第15話
第15話
リニューアルオープンから3日。動物園の運営は、今のところ順調だ。
かつては百獣の王を気取り、園内を我が物顔で闊歩していた獣たちも、今では檻の片隅で草を食んで暮らしている。
もっともセコガニだけは例外で、あの日を最後に転校してしまった。
どうやら、あのあと俺に飛び降り自殺の予行練習をさせられたことが、相当ショックだったようだ。それを見ていた母ガニも、その後ノイローゼで入院したって話だし。
あの母ガニも、セコガニの「自分は何もしてないのに、いきなり白河がホウキで殴りかかってきた」という言葉を鵜吞みにして「そんな乱暴な子は学校から追い出してやる!」と、学校に乗り込んできたときは、元気一杯だったんだがなあ。人生、一寸先は闇とは、よく言ったものだ。

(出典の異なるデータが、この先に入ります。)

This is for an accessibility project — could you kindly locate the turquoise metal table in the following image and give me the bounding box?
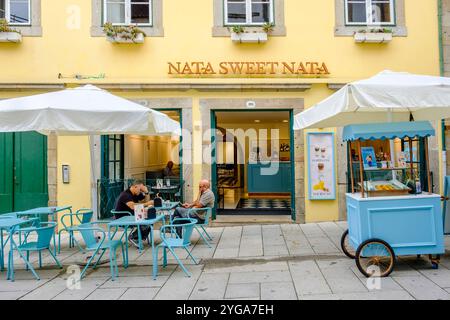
[0,217,39,279]
[107,214,165,275]
[155,201,180,223]
[17,206,72,255]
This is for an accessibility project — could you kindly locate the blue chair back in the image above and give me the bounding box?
[78,223,99,248]
[181,218,197,246]
[36,222,57,249]
[76,209,94,224]
[203,208,212,225]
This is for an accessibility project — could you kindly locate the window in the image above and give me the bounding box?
[345,0,395,25]
[104,0,152,26]
[103,135,124,180]
[224,0,273,25]
[0,0,30,25]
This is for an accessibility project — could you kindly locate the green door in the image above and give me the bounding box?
[0,133,14,213]
[0,132,48,214]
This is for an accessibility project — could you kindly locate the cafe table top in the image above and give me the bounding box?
[108,214,165,227]
[17,206,72,216]
[0,217,39,230]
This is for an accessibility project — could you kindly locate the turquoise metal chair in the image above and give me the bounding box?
[1,213,40,272]
[78,222,126,280]
[7,222,62,281]
[153,217,198,279]
[188,207,213,248]
[58,208,94,254]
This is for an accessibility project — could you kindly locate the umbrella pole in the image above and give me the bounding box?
[89,135,98,220]
[387,109,397,180]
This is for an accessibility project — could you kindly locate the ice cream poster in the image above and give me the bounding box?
[307,132,336,200]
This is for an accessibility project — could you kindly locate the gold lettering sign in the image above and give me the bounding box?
[168,61,330,76]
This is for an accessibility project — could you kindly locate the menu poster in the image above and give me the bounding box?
[134,204,146,221]
[307,132,336,200]
[361,147,377,169]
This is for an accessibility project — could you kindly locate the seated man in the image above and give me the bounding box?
[115,180,154,247]
[172,179,215,236]
[163,160,175,177]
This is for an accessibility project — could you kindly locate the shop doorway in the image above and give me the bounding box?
[99,110,182,219]
[211,110,295,218]
[0,132,48,214]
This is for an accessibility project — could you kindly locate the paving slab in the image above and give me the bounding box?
[225,283,260,299]
[203,261,288,274]
[119,287,160,300]
[0,291,29,300]
[19,277,67,300]
[301,290,414,300]
[228,270,292,284]
[85,288,127,300]
[289,260,331,296]
[154,265,203,300]
[260,281,297,300]
[52,277,109,300]
[418,268,450,288]
[101,275,169,289]
[393,276,450,300]
[189,272,229,300]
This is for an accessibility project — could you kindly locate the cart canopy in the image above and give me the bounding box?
[342,121,435,141]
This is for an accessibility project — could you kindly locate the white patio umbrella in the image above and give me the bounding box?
[0,85,181,217]
[0,84,180,135]
[293,70,450,130]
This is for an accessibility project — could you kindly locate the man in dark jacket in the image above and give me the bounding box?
[115,180,154,247]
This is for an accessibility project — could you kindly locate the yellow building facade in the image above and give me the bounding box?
[0,0,442,223]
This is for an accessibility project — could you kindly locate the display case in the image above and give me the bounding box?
[344,121,434,198]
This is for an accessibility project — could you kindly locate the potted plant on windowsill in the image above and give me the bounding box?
[354,28,393,43]
[230,24,269,43]
[0,19,22,43]
[103,22,146,44]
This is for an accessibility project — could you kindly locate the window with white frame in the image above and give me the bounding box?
[0,0,30,25]
[345,0,395,25]
[224,0,273,25]
[104,0,152,25]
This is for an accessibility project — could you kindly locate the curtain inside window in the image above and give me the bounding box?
[347,1,366,23]
[251,0,270,23]
[227,0,246,23]
[106,0,126,24]
[371,1,391,23]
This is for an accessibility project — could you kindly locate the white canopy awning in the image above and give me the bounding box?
[294,70,450,130]
[0,84,180,136]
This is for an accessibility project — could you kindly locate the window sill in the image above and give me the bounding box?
[91,26,164,37]
[212,25,286,37]
[335,25,407,37]
[9,26,42,37]
[0,32,22,43]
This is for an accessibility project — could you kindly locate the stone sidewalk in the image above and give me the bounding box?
[1,221,450,300]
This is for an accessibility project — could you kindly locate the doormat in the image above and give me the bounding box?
[237,198,291,210]
[217,209,290,216]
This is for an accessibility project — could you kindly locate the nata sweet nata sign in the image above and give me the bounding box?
[168,61,330,76]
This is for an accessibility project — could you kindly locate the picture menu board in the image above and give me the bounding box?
[307,132,336,200]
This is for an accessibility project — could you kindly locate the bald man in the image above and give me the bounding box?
[173,179,215,230]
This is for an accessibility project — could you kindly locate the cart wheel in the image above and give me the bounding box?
[355,239,396,278]
[429,255,440,269]
[340,229,355,259]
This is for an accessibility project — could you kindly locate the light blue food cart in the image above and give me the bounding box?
[339,121,446,277]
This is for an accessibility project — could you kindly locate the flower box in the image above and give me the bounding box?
[231,32,268,43]
[106,32,145,44]
[354,32,392,43]
[0,32,22,43]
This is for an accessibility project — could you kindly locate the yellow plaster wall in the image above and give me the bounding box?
[0,0,441,222]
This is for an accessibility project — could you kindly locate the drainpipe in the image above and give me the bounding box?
[438,0,447,185]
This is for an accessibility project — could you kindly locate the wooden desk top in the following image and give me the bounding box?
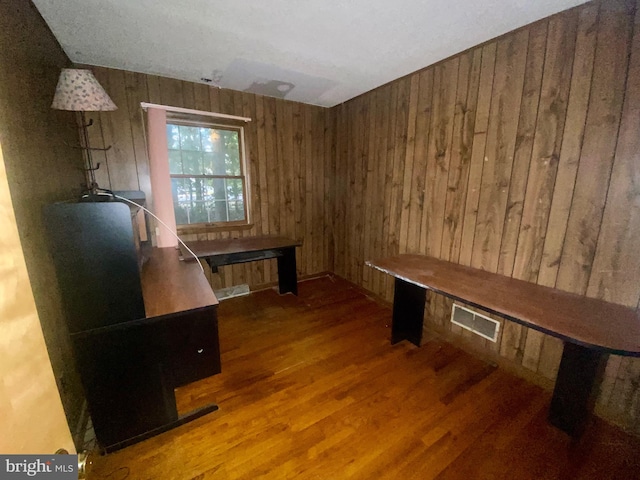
[141,247,218,318]
[367,254,640,356]
[180,236,301,259]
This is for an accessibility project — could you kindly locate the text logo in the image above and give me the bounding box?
[0,455,76,479]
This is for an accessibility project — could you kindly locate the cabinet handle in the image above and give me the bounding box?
[197,348,204,354]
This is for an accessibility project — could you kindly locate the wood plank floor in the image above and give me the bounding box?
[91,276,640,479]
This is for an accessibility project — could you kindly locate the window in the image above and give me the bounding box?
[166,121,248,227]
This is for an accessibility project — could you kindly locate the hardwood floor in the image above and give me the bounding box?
[91,276,640,479]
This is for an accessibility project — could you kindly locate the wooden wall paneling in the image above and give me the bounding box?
[441,49,482,264]
[606,357,640,436]
[342,99,356,282]
[496,22,547,278]
[308,103,324,278]
[253,95,271,284]
[324,108,336,273]
[361,89,380,291]
[422,58,459,259]
[124,71,152,207]
[236,91,255,285]
[335,102,343,278]
[506,13,578,368]
[333,103,347,278]
[497,20,546,361]
[102,68,140,190]
[78,67,331,292]
[263,97,280,284]
[353,96,371,285]
[397,73,421,256]
[514,12,578,284]
[497,19,547,366]
[380,84,399,298]
[386,76,410,271]
[192,83,211,111]
[458,42,497,267]
[405,70,434,255]
[442,48,483,336]
[208,87,221,112]
[469,32,527,348]
[586,14,640,306]
[276,100,295,243]
[587,2,640,430]
[158,76,185,107]
[531,3,599,379]
[471,31,528,273]
[242,94,265,284]
[303,105,315,277]
[333,0,640,432]
[291,102,304,275]
[556,0,633,296]
[181,81,196,109]
[218,88,236,115]
[422,58,459,326]
[85,68,112,189]
[372,86,392,297]
[313,106,326,274]
[254,97,269,236]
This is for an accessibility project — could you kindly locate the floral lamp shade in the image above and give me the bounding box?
[51,68,117,112]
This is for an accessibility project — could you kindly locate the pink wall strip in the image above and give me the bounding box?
[147,107,178,248]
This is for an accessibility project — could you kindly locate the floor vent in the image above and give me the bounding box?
[451,303,500,342]
[214,284,251,301]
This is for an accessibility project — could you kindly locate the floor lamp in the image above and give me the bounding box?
[51,68,117,194]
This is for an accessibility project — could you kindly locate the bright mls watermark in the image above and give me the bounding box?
[0,455,76,479]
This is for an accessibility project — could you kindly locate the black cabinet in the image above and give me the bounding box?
[43,202,145,333]
[44,199,220,452]
[166,309,221,388]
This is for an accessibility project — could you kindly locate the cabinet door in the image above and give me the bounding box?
[165,307,221,388]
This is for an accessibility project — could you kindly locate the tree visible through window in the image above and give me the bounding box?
[167,122,247,226]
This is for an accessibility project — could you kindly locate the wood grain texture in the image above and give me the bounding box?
[368,254,640,356]
[141,248,218,318]
[91,277,640,479]
[86,68,331,292]
[335,0,640,433]
[181,236,301,258]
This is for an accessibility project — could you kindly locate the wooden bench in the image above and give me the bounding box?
[180,236,302,295]
[366,254,640,437]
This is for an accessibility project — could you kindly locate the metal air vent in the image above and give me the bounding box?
[451,303,500,342]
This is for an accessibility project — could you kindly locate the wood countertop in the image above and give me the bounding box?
[141,247,218,318]
[367,254,640,356]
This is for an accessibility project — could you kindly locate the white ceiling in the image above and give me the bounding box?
[33,0,588,107]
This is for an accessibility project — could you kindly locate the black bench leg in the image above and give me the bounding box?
[276,247,298,295]
[549,342,607,437]
[392,278,427,346]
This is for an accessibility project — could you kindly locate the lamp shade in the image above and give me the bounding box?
[51,68,117,111]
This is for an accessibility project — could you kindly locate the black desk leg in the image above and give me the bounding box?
[392,278,427,346]
[276,247,298,295]
[549,342,607,437]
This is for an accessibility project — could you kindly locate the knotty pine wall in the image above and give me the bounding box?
[334,0,640,433]
[85,67,335,291]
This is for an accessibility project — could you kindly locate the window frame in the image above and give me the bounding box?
[165,117,252,232]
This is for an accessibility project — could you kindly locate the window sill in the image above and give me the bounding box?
[177,222,255,235]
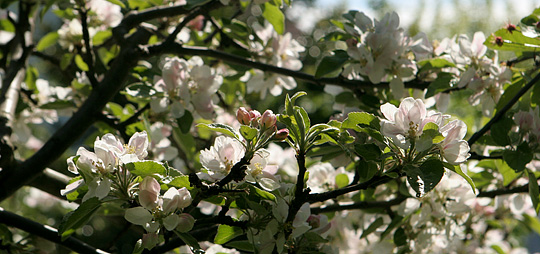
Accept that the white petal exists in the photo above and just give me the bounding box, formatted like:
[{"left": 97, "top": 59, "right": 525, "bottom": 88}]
[{"left": 162, "top": 214, "right": 179, "bottom": 231}]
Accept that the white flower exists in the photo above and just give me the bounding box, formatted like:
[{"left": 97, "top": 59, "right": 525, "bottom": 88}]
[
  {"left": 199, "top": 136, "right": 245, "bottom": 182},
  {"left": 439, "top": 120, "right": 470, "bottom": 164},
  {"left": 380, "top": 97, "right": 443, "bottom": 148},
  {"left": 245, "top": 150, "right": 281, "bottom": 191}
]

あとリニューアルにあたって、もうひとつ大きな変化があった。飼育員の交代だ。
新しく配属されてきたのは、日下部優樹という兄さんだ。名前からして草食系だが、見た目もその通りの優男だ。
性格も大らかで、人当たりもいい。一昔前であれば、肉食獣たちのかっこうの餌食だったに違いないが、今の動物園にはよく馴染んでいる。
生徒に媚びることも、えこひいきもない。ただただ、ボス猿どもの顔色をうかがうだけだった前任者とは大違いだ。

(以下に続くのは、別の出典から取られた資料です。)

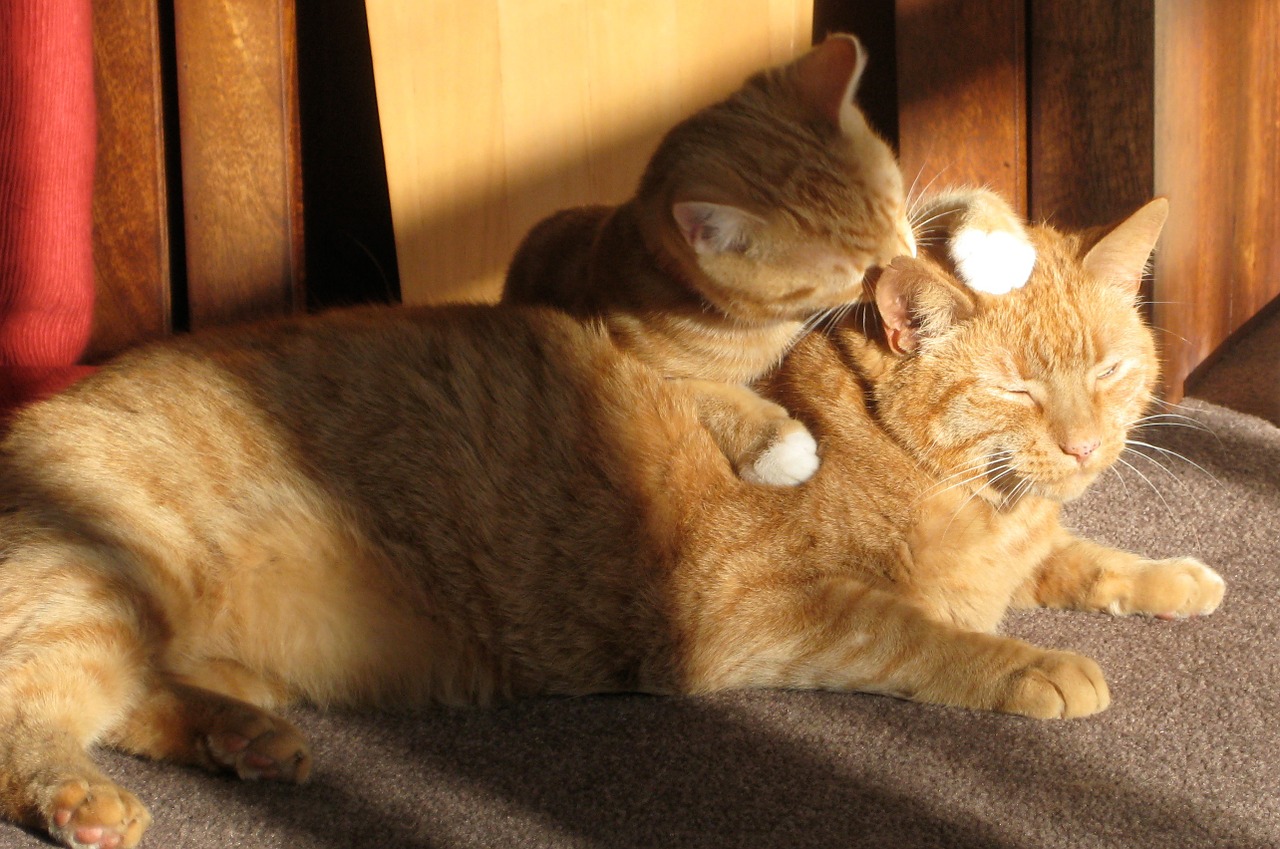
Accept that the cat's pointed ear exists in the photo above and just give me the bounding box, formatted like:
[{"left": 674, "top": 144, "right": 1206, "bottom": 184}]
[
  {"left": 875, "top": 257, "right": 976, "bottom": 355},
  {"left": 794, "top": 33, "right": 868, "bottom": 129},
  {"left": 672, "top": 201, "right": 761, "bottom": 256},
  {"left": 1082, "top": 198, "right": 1169, "bottom": 296}
]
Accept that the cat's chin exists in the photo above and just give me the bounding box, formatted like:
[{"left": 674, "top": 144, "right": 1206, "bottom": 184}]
[{"left": 1028, "top": 471, "right": 1100, "bottom": 504}]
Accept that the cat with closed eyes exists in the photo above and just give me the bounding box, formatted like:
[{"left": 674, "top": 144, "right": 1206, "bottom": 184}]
[
  {"left": 505, "top": 32, "right": 916, "bottom": 486},
  {"left": 0, "top": 193, "right": 1222, "bottom": 849}
]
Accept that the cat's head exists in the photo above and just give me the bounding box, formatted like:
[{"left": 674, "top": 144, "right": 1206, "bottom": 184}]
[
  {"left": 639, "top": 34, "right": 914, "bottom": 324},
  {"left": 866, "top": 199, "right": 1168, "bottom": 504}
]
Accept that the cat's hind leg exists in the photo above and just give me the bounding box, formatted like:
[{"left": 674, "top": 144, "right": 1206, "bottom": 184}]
[
  {"left": 106, "top": 671, "right": 311, "bottom": 784},
  {"left": 1016, "top": 535, "right": 1225, "bottom": 619},
  {"left": 0, "top": 551, "right": 156, "bottom": 848}
]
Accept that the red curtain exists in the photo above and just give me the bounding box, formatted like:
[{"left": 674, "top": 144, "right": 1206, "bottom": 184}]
[{"left": 0, "top": 0, "right": 96, "bottom": 415}]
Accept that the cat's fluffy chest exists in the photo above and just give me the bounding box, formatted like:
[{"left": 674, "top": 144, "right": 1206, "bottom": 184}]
[{"left": 896, "top": 493, "right": 1060, "bottom": 632}]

ちなみに、その前任者はと言うと、突然園長に辞表を提出して動物園を去ってしまった。何があったか知らないが、自分に飼育員の資質がないことに、遅まきながら気づいたらしい。
とにかく、これで白河の学校での状況は改善できた。だが、それはあくまでも現状での話でしかない。それこそ進級してクラス替えがあれば、また同じことが繰り返される可能性は十分ある。

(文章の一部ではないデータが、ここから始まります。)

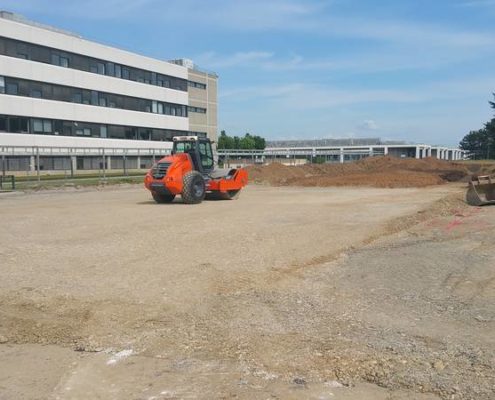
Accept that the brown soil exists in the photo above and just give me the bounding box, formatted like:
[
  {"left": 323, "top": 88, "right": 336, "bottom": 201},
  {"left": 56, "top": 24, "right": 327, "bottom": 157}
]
[{"left": 246, "top": 156, "right": 495, "bottom": 188}]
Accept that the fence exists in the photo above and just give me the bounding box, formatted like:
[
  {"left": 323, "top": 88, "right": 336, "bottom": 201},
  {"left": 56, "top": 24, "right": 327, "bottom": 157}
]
[{"left": 0, "top": 145, "right": 171, "bottom": 189}]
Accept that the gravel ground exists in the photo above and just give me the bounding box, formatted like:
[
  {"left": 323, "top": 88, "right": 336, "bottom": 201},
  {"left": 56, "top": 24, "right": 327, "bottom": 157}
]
[{"left": 0, "top": 184, "right": 493, "bottom": 399}]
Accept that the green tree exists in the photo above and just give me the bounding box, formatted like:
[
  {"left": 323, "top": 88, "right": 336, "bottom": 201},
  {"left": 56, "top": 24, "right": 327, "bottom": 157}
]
[
  {"left": 239, "top": 133, "right": 256, "bottom": 149},
  {"left": 252, "top": 135, "right": 266, "bottom": 150},
  {"left": 459, "top": 94, "right": 495, "bottom": 159},
  {"left": 217, "top": 130, "right": 234, "bottom": 149},
  {"left": 217, "top": 130, "right": 267, "bottom": 150},
  {"left": 460, "top": 129, "right": 491, "bottom": 159}
]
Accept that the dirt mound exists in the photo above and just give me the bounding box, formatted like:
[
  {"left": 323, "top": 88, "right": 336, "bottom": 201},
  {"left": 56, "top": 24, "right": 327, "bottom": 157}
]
[{"left": 246, "top": 156, "right": 475, "bottom": 188}]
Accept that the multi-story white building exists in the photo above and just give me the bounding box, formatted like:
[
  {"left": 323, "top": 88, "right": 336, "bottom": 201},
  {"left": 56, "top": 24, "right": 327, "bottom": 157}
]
[{"left": 0, "top": 11, "right": 217, "bottom": 172}]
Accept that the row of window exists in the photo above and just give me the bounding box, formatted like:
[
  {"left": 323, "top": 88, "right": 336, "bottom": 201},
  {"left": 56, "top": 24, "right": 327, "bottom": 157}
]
[
  {"left": 187, "top": 106, "right": 207, "bottom": 114},
  {"left": 0, "top": 115, "right": 207, "bottom": 141},
  {"left": 0, "top": 36, "right": 206, "bottom": 92},
  {"left": 188, "top": 81, "right": 207, "bottom": 89},
  {"left": 0, "top": 76, "right": 196, "bottom": 117}
]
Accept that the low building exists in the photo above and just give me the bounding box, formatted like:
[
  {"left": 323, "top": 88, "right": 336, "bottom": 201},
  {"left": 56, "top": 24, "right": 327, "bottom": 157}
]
[{"left": 218, "top": 138, "right": 465, "bottom": 166}]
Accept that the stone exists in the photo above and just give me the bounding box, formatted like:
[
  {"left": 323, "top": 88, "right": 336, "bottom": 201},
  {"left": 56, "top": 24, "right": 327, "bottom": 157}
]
[
  {"left": 0, "top": 335, "right": 8, "bottom": 344},
  {"left": 433, "top": 360, "right": 445, "bottom": 371},
  {"left": 293, "top": 377, "right": 307, "bottom": 385}
]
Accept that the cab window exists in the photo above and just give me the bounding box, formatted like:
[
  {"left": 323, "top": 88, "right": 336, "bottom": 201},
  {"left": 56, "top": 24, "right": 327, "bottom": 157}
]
[
  {"left": 198, "top": 141, "right": 214, "bottom": 169},
  {"left": 174, "top": 141, "right": 194, "bottom": 153}
]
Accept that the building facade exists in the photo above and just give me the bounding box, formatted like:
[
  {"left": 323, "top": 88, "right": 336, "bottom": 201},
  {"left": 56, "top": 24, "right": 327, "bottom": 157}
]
[{"left": 0, "top": 11, "right": 218, "bottom": 172}]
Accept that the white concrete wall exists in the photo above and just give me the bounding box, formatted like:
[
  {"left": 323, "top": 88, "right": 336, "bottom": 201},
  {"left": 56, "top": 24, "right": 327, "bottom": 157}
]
[{"left": 0, "top": 132, "right": 173, "bottom": 150}]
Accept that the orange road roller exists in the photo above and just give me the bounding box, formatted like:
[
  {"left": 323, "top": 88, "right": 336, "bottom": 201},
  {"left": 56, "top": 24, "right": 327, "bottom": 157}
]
[{"left": 144, "top": 136, "right": 248, "bottom": 204}]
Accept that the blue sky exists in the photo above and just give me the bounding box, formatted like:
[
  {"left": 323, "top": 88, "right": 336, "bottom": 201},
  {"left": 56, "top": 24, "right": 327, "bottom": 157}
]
[{"left": 1, "top": 0, "right": 495, "bottom": 146}]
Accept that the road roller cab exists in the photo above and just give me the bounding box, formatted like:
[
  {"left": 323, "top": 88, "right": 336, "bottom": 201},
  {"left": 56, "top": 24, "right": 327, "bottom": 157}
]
[{"left": 144, "top": 136, "right": 248, "bottom": 204}]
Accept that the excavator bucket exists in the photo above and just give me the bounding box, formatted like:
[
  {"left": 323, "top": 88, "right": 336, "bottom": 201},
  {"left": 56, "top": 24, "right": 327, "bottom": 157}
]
[{"left": 466, "top": 175, "right": 495, "bottom": 206}]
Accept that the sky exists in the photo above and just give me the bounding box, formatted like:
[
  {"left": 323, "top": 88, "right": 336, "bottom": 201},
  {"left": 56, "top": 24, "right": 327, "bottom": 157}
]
[{"left": 1, "top": 0, "right": 495, "bottom": 146}]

それでも、これから先も俺が白河の傍にいてやれれば問題はない。だが、そういうわけにもいかない以上、なんらかの対策を講じる必要があった。
さもないと、また白羽が何をするか知れたものじゃない。
あいつを暴走させないためにも、俺たちがいなくなっても、白河が無事中学を卒業できる環境を作り上げる必要があるのだが……。
せめて白河の人間不信が、もう少し和らげばいいのだが、今の段階では望み薄だし。
それに、たとえ白河自身に問題があったとしても、それが白河に危害を加えていい理由にはならない。この日本は、憲法で基本的人権が保障されている法治国家なのだ。
しかし、そんなお題目をいくら唱えたところで、なんの意味もない。もっと実のある、具体的な方法を考えんと。うーん。どうしたもんか……。
いっそ、前に白羽が言ってたみたいに、この学校に学裁を導入させるか?
白羽の言う通り、確かにアレなら白河が卒業するまで、少なくとも誰にも危害を加えられることはなくなるはずだ。前に反対したのは、あくまでも白羽が言い出すことであって、学園裁判所そのものの導入じゃなかったわけだし。
以前の俺には絵空事でしかなかったが、今の俺なら実現できるはずだ。たぶん。
よーし、そうと決まれば善は急げだ。
俺は、さっそく行動を開始した。
そして2日後、すべての準備を整えた俺は、計画を実行に移したのだった。